É assim que Machado de Assis sintetiza uma das principais ideias da novela O alienista: a loucura e seus supostos limites.

É nítido que as pessoas sentem medo do desconhecido, e é mais evidente ainda que é possível manipulá-las por meio de suas aflições. Esse é o caso retratado em O alienista do escritor supracitado. Mas, para além da ficção, durante o século XVII, entre os anos de 1692 e 1693, no período da América Colonial dos Estados Unidos, na pequena cidade de Salem, localizada no estado de Massachussetts, 25 pessoas e dois cachorros foram assassinados cruelmente devido a uma histeria iniciada pelo fanatismo religioso da maioria da população.
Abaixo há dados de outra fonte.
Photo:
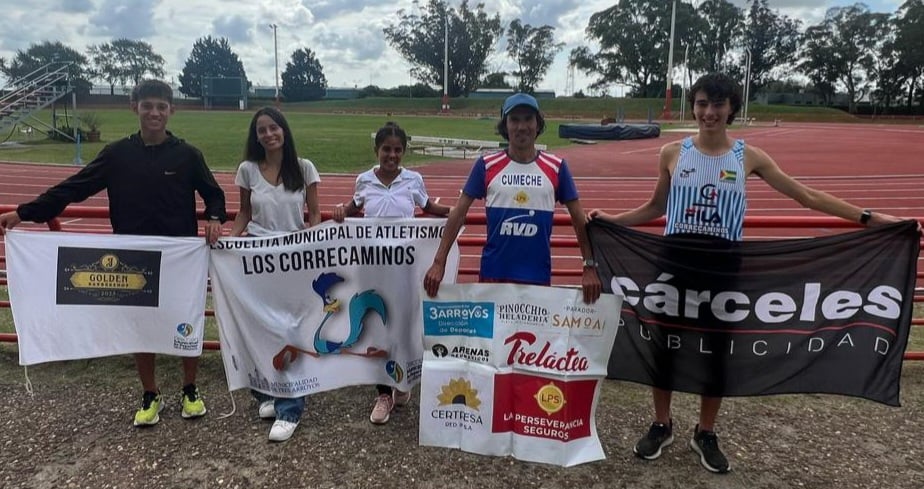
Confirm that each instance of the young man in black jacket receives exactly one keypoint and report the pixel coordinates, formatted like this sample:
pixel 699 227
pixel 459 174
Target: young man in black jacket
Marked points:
pixel 151 178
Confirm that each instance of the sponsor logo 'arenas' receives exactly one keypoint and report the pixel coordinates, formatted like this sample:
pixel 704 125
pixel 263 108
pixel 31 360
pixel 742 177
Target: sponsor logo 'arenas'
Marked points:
pixel 659 297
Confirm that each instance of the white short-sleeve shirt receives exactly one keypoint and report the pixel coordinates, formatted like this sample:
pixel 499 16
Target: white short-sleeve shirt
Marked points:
pixel 274 209
pixel 400 199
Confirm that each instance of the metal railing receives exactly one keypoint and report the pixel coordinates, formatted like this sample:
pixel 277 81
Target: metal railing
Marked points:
pixel 757 222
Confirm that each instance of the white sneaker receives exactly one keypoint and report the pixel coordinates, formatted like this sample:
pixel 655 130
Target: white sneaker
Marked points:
pixel 267 410
pixel 282 430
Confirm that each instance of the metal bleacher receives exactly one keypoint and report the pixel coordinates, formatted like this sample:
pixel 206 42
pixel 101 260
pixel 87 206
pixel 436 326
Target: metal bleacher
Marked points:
pixel 25 96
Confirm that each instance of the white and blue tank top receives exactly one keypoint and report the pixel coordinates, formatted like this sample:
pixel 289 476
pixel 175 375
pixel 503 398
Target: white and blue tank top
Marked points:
pixel 707 194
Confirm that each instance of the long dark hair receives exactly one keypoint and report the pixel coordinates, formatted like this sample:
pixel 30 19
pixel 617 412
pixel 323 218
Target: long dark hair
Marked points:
pixel 718 87
pixel 291 172
pixel 390 129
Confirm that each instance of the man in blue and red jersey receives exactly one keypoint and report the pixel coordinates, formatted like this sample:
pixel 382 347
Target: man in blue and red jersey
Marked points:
pixel 521 186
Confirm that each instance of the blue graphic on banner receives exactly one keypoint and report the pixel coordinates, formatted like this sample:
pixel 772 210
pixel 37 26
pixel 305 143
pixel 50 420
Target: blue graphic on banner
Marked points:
pixel 459 319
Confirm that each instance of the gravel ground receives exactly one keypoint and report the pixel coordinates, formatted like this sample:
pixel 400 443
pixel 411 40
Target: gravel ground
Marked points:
pixel 75 432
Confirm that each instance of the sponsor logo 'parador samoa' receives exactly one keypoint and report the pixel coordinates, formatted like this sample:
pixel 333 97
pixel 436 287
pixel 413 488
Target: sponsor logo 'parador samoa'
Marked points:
pixel 660 297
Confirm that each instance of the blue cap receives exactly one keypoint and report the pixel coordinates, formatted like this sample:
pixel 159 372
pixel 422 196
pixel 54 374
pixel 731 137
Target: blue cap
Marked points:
pixel 517 100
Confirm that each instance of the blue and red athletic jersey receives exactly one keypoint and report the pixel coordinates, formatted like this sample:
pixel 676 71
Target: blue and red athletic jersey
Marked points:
pixel 520 202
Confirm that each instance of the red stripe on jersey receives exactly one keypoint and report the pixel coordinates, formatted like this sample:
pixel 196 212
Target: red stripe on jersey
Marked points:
pixel 493 165
pixel 549 164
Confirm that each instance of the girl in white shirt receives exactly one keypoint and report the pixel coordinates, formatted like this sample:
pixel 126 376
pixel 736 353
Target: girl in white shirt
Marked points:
pixel 389 190
pixel 275 185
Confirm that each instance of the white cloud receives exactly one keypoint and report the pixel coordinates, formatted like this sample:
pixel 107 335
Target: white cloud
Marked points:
pixel 345 35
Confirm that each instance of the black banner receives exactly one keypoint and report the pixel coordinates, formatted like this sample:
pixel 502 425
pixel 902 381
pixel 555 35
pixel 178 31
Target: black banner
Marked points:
pixel 707 316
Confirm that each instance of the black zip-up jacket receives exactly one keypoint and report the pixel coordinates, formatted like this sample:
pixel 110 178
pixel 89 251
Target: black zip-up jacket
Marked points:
pixel 151 188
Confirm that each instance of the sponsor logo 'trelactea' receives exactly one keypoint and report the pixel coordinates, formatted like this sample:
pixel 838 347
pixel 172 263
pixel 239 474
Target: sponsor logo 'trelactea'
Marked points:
pixel 661 297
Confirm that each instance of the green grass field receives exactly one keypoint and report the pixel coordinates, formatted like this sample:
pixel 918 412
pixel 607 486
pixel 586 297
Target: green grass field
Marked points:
pixel 335 134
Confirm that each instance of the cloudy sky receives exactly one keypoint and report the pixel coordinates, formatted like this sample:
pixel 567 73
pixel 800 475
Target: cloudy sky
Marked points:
pixel 346 35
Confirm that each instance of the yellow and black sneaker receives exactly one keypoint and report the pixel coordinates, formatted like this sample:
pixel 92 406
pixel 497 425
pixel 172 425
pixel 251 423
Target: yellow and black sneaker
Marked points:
pixel 149 414
pixel 193 405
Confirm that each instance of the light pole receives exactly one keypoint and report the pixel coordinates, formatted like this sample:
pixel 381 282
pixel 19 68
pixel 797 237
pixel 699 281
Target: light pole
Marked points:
pixel 747 85
pixel 670 65
pixel 276 57
pixel 683 92
pixel 445 107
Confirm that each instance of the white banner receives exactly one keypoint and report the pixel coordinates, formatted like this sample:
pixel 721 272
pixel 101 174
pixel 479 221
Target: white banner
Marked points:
pixel 515 370
pixel 325 307
pixel 91 295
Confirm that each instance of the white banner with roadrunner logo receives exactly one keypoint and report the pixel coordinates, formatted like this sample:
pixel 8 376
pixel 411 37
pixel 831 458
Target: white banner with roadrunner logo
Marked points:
pixel 325 307
pixel 515 370
pixel 80 296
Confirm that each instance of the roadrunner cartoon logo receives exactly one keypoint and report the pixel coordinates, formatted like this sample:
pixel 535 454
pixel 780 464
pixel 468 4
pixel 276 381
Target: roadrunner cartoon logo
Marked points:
pixel 361 305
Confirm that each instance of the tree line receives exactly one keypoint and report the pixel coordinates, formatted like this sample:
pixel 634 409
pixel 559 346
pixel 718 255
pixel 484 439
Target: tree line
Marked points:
pixel 871 56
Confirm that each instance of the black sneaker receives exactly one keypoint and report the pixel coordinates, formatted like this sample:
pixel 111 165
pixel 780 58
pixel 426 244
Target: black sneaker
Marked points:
pixel 659 436
pixel 706 444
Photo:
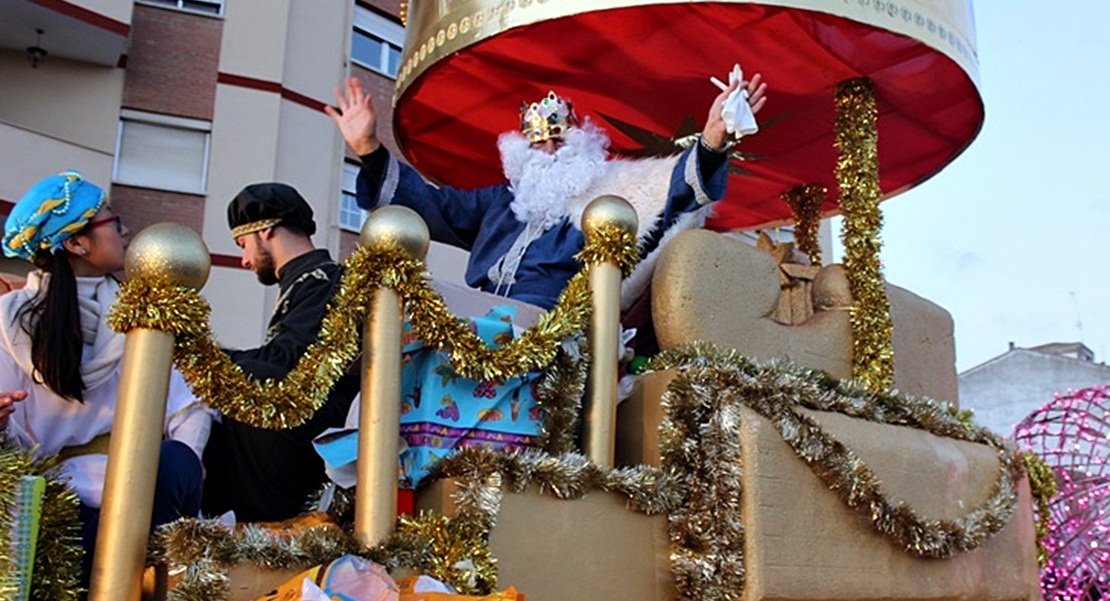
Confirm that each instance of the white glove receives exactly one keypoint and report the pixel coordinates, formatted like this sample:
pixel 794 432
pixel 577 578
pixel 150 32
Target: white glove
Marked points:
pixel 737 113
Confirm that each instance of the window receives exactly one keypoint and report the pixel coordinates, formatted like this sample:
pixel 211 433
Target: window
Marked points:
pixel 162 152
pixel 205 7
pixel 376 42
pixel 351 216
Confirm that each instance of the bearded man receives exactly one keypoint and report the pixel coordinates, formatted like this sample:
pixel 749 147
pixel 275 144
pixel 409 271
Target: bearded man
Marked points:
pixel 523 234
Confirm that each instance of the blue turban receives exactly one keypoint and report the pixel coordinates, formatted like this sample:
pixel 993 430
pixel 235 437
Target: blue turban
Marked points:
pixel 51 211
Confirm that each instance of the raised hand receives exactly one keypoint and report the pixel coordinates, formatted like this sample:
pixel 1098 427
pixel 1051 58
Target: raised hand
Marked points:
pixel 715 132
pixel 8 401
pixel 355 118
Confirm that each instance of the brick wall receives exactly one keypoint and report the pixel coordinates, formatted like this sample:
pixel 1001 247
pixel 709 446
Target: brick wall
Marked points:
pixel 141 207
pixel 172 62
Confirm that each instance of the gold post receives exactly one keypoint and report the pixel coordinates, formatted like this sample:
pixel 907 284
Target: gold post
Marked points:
pixel 857 173
pixel 178 253
pixel 601 402
pixel 805 202
pixel 380 414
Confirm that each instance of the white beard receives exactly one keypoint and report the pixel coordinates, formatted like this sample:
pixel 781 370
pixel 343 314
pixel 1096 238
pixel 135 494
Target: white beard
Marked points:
pixel 543 184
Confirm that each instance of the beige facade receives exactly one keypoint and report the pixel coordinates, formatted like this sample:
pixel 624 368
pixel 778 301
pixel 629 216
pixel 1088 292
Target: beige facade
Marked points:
pixel 242 82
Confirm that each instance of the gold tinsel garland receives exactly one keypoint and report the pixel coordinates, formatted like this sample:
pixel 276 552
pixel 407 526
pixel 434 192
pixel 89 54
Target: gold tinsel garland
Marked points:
pixel 698 486
pixel 699 439
pixel 857 173
pixel 289 402
pixel 1042 487
pixel 58 554
pixel 203 551
pixel 559 396
pixel 805 202
pixel 777 390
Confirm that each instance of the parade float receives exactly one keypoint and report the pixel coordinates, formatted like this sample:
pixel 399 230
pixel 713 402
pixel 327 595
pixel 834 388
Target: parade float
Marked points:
pixel 797 436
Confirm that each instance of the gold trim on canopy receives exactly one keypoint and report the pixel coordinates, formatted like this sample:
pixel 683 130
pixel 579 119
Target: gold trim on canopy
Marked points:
pixel 440 28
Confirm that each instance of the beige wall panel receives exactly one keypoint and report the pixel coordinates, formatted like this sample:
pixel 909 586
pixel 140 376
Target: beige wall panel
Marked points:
pixel 119 10
pixel 309 158
pixel 316 47
pixel 244 149
pixel 254 38
pixel 29 157
pixel 447 263
pixel 87 119
pixel 240 307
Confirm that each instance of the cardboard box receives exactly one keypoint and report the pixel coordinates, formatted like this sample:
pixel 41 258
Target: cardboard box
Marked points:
pixel 586 549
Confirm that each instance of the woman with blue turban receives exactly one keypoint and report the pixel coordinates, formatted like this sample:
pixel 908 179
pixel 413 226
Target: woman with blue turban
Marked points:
pixel 60 361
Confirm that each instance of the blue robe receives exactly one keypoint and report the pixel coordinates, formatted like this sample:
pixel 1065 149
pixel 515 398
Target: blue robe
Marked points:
pixel 482 222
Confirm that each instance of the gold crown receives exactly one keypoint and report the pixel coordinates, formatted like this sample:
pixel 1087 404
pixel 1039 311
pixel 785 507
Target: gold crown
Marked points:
pixel 547 119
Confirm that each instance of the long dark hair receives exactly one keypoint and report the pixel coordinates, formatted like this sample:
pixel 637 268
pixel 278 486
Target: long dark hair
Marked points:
pixel 52 319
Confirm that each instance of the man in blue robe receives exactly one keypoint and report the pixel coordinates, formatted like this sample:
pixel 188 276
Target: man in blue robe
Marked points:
pixel 523 234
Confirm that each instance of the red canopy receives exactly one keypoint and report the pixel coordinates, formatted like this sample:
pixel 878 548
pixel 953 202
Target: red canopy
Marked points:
pixel 642 72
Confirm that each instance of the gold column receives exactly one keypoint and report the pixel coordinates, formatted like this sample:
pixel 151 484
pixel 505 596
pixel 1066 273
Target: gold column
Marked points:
pixel 380 413
pixel 805 202
pixel 167 251
pixel 601 403
pixel 857 172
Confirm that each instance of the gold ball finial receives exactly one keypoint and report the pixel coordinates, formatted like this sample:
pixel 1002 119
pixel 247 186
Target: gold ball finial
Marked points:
pixel 609 210
pixel 169 250
pixel 396 227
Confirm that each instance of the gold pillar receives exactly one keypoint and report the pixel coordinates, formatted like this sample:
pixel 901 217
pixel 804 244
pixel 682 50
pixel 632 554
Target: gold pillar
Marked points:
pixel 805 202
pixel 380 413
pixel 601 403
pixel 174 252
pixel 857 172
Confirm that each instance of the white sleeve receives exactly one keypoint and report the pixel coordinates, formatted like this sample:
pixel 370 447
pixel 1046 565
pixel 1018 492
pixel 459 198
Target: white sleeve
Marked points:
pixel 11 379
pixel 187 419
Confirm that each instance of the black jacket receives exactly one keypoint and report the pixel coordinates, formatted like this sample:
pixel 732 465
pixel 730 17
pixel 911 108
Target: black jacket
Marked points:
pixel 269 474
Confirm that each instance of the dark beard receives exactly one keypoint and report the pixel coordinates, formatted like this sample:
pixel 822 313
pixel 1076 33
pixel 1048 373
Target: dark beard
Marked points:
pixel 265 270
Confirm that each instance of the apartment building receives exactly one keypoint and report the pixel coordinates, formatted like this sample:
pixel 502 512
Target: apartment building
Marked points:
pixel 175 104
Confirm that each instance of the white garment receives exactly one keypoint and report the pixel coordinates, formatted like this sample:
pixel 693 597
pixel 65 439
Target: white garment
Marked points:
pixel 736 112
pixel 48 422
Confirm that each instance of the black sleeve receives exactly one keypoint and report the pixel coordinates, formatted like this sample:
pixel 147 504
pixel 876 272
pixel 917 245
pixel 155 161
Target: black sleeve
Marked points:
pixel 374 163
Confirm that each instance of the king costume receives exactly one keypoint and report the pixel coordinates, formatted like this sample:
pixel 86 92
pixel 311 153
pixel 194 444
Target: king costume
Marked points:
pixel 665 192
pixel 523 237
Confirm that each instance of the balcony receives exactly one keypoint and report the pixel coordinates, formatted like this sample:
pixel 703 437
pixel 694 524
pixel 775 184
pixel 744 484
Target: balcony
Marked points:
pixel 93 31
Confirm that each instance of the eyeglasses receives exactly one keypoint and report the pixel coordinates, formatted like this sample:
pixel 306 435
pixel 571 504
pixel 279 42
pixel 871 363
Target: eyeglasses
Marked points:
pixel 114 220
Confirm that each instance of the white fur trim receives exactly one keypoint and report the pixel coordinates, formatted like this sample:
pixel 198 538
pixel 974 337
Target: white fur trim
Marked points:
pixel 644 183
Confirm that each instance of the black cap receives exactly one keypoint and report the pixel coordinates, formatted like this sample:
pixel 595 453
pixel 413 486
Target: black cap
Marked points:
pixel 262 206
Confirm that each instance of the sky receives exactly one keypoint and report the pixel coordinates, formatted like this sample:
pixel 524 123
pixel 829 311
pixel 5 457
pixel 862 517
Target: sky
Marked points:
pixel 1011 238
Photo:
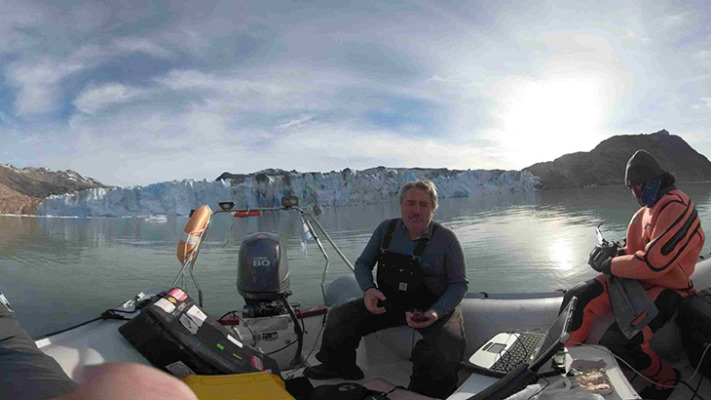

Antes de iniciarmos a famosa história das bruxas de Salem, é imprescindível destacar a insanidade da personagem Simão Bacamarte, presente na história do escritor brasileiro, fator esse também presente na tragédia da cidade das bruxas.

Em Itaguaí, o conceituadíssimo médico, S. Bacamarte (o nosso querido alienista), iniciante no panorama dos estudos sobre a mente humana, acabara de abrir a Casa Verde, uma espécie de hospital psiquiátrico para as pessoas da cidade. O profissional, por sua vez, com o apoio dos políticos municipais, colocou na Casa todos os cidadãos que não possuíam o total equilíbrio das faculdades mentais – isso na teoria, pois, com devida análise, é possível notar que seus preceitos se baseavam em pseudociências. É importante ressaltar que os estudos da psiquiatria, além de estarem acompanhados de diversos tabus, são também uma área de pesquisa muito recente. Logo, na época em que Machado escreveu a ficção, não existiam muitas descobertas acerca desse campo, situação essa marcada pela ironia da história e por seu próprio título. 

De modo análogo a O alienista, os religiosos da cidadezinha de Salem – em suma, todos católicos – costumavam condenar pessoas, principalmente mulheres que não se comportavam de acordo com o padrão imposto pela religião. A histeria vivida pelos moradores de Salem se deve, segundo historiadores, ao pouco estudo das ciências, visto que o primeiro caso de bruxaria na vila – de Betty Parris, uma garota de nove anos –, sob as análises da ciência moderna, foi considerado sintoma de doenças sofridas pela criança, como epilepsia e asma, além de outras hipóteses. Ainda durante o período, pairava na região uma certa tensão estabelecida pelo livro Memoráveis providências, que narrava um caso de feitiçaria nos EUA. Essa obra foi o estopim para semear nos puritanos o senso de justiça de combater o sobrenatural. 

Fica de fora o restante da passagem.